Simulated Author's Rebuttal

2 responses · 0 unresolved

We thank the referee for the constructive and detailed comments. We address each major point below and commit to revisions that strengthen the verifiability of the taxonomy and evaluation claims while preserving the core contribution of the taxonomy-guided RAG workflow.

read point-by-point responses
  1. Referee: [Taxonomy generation subsection] Taxonomy generation subsection (likely §3 or §4): the automated workflow is presented as supplying complete, accurate version-specific knowledge that steers LLMs and reduces hallucinations, yet no validation against ground truth (precision/recall vs. official Qiskit docs, coverage of deprecated patterns or edge-case refactorings, or expert review) is reported; without this, the restrictive RAG scheme could propagate rather than mitigate taxonomy errors, directly undermining the central performance claims.

    Authors: We agree that explicit validation of the automatically generated taxonomy is required to support the claim that it supplies reliable version-specific knowledge. The current manuscript describes the LLM-assisted extraction process from release notes but does not report precision/recall or coverage metrics. In the revision we will add a dedicated validation subsection that (1) constructs a ground-truth set of migration scenarios from official Qiskit documentation and deprecation lists for two representative version pairs, (2) computes precision, recall, and coverage against this ground truth, and (3) discusses any residual edge cases. This will allow readers to assess whether taxonomy errors could propagate under the restrictive RAG scheme. revision: yes

  2. Referee: [Evaluation section] Evaluation section: positive results for hallucination reduction and quality improvement are asserted for Gemini Flash-2.5 under the restrictive scheme, but no quantitative metrics, baselines, dataset details, error bars, or statistical comparisons are supplied, leaving the strongest_claim unverifiable.

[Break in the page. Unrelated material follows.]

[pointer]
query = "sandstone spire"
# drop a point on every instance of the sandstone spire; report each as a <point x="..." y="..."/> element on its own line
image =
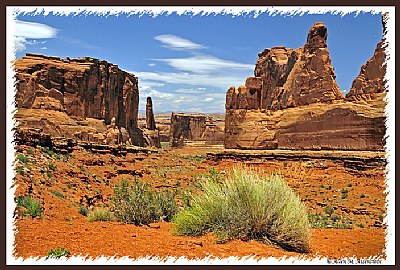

    Authors: We acknowledge that the evaluation section in the submitted draft relies primarily on illustrative examples and aggregate qualitative observations rather than fully specified quantitative results. In the revised manuscript we will expand the evaluation section to include: (i) explicit dataset statistics (number of migration tasks, version pairs, and code snippets), (ii) quantitative hallucination rates obtained by fact-checking model outputs against official Qiskit documentation, (iii) descriptive-quality scores from a small-scale human evaluation, (iv) direct comparison against the unconstrained LLM and standard RAG baselines, and (v) error bars and statistical significance tests across repeated runs. These additions will render the performance claims verifiable. revision: yes

Circularity Check

0 steps flagged

No circularity: empirical method with external evaluation

full rationale

The paper describes an empirical workflow for taxonomy-based RAG to migrate Qiskit code, evaluated on external LLMs (Gemini Flash-2.5, GPT-oss-20b) under different retrieval schemes. No derivation chain, equations, first-principles predictions, or fitted parameters exist. The taxonomy is generated automatically as input to the method, not derived from or equivalent to the reported outcomes. No self-citations are load-bearing for any central claim, and results are presented as experimental findings rather than constructed equivalences. This is a standard non-circular empirical proposal.

Axiom & Free-Parameter Ledger

0 free parameters · 0 axioms · 0 invented entities

No mathematical content; the claim rests on the empirical effectiveness of the described workflow rather than axioms or parameters.